Let the probability of an amoeba splitting into two be p and the probability of everlasting amoeba family tree be P. So, the probability of both second-generation amoebae perishing becomes (1 - P)^2. (And so on and so forth until . . . -- MS) With p = 3/4, we get P = 2/3.
Abhay Prakash, firstname.lastname@example.org
(The second one was: “Solve: TWO + THREE + SEVEN = TWELVE, given that each alphabet stands for a distinct digit 0 thru 9 both inclusive.”)

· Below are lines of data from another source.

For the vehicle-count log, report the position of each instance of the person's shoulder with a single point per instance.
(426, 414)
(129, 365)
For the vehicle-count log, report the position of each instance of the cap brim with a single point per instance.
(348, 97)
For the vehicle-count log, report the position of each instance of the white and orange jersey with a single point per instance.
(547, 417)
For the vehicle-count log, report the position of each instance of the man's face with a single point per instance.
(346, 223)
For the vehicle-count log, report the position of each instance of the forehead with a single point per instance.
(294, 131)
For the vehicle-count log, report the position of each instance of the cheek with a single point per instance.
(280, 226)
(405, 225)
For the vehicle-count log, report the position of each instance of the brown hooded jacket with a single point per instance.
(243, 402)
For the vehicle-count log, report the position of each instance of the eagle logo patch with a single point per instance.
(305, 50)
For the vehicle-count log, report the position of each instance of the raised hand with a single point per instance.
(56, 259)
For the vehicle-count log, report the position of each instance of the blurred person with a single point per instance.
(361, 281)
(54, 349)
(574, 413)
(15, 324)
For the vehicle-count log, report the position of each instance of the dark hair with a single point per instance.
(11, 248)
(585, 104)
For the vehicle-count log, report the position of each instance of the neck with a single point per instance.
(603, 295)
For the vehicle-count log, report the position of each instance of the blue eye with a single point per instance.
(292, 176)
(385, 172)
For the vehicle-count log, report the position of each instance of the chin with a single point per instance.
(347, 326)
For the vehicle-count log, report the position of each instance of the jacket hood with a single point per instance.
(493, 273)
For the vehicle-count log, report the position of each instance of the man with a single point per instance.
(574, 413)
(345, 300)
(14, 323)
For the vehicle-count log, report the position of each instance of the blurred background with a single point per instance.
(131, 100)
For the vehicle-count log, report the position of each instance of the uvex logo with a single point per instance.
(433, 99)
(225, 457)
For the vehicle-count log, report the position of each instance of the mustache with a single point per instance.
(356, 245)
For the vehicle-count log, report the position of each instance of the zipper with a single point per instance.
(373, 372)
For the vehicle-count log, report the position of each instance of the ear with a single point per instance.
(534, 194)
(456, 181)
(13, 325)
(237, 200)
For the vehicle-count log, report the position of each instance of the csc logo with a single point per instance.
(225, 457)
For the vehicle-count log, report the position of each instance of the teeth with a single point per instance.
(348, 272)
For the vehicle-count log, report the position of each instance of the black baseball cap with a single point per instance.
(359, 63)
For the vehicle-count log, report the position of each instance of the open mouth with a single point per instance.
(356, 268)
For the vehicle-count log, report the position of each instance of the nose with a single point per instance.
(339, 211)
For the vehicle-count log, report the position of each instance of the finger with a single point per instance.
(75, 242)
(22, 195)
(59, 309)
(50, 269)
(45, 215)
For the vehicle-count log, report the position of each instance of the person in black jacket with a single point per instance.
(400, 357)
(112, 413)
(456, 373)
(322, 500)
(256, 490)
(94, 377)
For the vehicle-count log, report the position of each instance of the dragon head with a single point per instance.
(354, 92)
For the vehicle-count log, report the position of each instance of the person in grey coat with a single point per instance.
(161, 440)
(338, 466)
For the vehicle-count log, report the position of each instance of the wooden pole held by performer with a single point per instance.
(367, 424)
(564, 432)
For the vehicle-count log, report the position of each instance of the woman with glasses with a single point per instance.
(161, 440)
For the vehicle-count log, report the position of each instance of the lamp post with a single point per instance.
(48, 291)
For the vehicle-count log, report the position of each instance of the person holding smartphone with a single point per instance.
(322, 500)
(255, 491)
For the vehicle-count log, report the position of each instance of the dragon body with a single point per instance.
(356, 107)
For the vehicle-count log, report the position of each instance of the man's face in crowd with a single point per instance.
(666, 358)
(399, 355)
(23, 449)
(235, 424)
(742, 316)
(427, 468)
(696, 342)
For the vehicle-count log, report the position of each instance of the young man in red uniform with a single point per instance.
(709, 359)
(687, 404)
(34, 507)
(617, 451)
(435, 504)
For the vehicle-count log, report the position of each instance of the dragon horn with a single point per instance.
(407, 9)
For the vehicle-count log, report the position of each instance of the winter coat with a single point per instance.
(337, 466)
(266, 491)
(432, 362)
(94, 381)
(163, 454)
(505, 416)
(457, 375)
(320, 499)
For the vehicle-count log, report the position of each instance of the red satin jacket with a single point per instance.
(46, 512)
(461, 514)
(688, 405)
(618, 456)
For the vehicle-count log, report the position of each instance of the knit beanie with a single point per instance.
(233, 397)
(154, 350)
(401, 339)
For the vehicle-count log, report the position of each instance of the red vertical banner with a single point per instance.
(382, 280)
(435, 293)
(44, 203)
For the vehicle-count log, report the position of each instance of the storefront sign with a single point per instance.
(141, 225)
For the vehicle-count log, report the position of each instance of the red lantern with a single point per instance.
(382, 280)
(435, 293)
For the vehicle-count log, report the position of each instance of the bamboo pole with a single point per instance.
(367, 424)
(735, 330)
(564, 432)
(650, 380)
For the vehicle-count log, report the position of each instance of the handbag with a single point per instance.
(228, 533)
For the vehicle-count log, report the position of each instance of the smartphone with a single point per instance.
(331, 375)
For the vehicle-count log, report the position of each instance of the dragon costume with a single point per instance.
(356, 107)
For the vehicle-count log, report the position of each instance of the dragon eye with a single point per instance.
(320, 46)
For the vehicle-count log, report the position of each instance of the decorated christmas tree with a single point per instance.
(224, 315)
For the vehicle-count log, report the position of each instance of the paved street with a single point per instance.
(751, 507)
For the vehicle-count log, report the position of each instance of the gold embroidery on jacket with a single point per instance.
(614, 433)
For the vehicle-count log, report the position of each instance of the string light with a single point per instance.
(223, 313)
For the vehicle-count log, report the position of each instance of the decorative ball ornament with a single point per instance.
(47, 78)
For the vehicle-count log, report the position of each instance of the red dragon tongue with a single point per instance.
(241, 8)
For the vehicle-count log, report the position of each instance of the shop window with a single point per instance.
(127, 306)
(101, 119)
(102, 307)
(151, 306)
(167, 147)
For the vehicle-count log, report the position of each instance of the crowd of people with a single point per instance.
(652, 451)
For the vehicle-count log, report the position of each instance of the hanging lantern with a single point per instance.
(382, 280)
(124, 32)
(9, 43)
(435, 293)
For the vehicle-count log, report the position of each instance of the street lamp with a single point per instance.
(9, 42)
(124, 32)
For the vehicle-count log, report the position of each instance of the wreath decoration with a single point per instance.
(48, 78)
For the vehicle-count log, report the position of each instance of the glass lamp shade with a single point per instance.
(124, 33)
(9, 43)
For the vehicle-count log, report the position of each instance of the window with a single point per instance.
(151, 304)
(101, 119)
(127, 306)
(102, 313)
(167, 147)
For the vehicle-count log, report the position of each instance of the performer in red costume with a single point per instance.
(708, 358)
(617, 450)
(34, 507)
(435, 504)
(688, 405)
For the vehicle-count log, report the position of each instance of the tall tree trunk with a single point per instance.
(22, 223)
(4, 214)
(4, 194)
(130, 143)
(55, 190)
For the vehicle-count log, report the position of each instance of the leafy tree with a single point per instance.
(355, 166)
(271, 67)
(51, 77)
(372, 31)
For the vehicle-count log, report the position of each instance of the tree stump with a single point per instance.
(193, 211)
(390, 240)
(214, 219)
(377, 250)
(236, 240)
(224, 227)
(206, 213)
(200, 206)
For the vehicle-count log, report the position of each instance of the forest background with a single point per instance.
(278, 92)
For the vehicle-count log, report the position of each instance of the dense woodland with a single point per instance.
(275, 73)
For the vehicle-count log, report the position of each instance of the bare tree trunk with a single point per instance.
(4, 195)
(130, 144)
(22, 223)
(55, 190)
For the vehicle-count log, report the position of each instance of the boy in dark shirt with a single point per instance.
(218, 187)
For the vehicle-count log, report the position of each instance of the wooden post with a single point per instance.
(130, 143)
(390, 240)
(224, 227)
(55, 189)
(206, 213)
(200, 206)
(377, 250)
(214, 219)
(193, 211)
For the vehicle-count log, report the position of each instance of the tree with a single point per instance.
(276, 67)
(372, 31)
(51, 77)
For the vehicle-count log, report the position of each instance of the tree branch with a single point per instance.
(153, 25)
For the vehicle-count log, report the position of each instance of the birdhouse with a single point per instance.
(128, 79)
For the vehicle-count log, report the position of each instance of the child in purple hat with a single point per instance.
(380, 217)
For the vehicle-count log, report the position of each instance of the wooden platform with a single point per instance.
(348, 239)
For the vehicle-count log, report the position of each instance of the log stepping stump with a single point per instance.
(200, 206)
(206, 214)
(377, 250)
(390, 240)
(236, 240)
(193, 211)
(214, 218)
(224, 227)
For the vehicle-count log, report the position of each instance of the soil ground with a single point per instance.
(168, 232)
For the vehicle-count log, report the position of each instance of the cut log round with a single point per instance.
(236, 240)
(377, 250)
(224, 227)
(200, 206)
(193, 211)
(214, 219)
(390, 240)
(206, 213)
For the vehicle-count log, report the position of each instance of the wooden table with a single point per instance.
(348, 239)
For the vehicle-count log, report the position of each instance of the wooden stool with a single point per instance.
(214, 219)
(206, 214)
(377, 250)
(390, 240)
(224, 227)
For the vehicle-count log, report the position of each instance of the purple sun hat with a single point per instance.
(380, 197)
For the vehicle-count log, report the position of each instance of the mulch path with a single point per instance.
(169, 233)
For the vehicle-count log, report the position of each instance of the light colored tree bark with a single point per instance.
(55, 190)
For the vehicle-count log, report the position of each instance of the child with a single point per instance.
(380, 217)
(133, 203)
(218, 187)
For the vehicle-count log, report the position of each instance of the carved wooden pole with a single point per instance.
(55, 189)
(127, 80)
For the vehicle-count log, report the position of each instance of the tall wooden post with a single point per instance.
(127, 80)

There are 10 alphabets in the equation and the values of the alphabets work out to be as follows- T = 1, E = 2, L = 3, N = 4, V = 5, O = 6, R = 7, S = 8, H = 9, W = 0. In the problem TWO + THREE + SEVEN = TWELVE, if you replace the alphabets with the corresponding numbers you get 106 + 19722 + 82524 = 102352 and this solves the problem. You can also interchange the values of O and N as O = 4 and N = 6, and still get the problem solved. -- Gnanaseharan Ponnaiah, email@example.com
Obviously T = 1, S = 8, H = 9,W = 0. V has to be odd, sum of O + N =10. All letters represent distinct digits, so a little trial and error gives V= 5, E = 2, R = 7, L = 3, O = 4 OR 6, N = 6 OR 4. -- V K Bargah, firstname.lastname@example.org
(The third problem was about completing two vaguely science worded ‘fizycks’ limericks.”)
The answers to the fill-in-the-blanks questions given under “Fyzicks Limericks and all that jazz” is given below: (1) I know they are there “just the same”(three words); (2) At the end of which “grinned Archimedes” (two words). -- Narayana Murty Karri, email@example.com
I used a very student friendly, light-hearted text book called Physics For You by Keith Johnson. My answers, hence, are not original but what I had enjoyed with a lot of students. Thank you for the trip down memory lane. -- J Vaseekhar Manuel, firstname.lastname@example.org
But Google This Now
1. Five hungry friends decided to share a large pizza with each receiving just one slice. Now each of them has one odd habit. A person eats a slice that is exactly 1/N of the entire pizza. One of these five guys ate a slice whose size was 1/19th of the whole. What were the sizes of the slices of his four friends if the entire pizza was eaten?
2. Below are 13 five-lettered nouns, each of which has had two of its letters removed. In total there are 26 letters from A to Z. The remaining letters in each word are in the correct order. They are: clh,
dir, ine, eba, ual, toe, yat, coh, rea, okr, aor, ree, sam.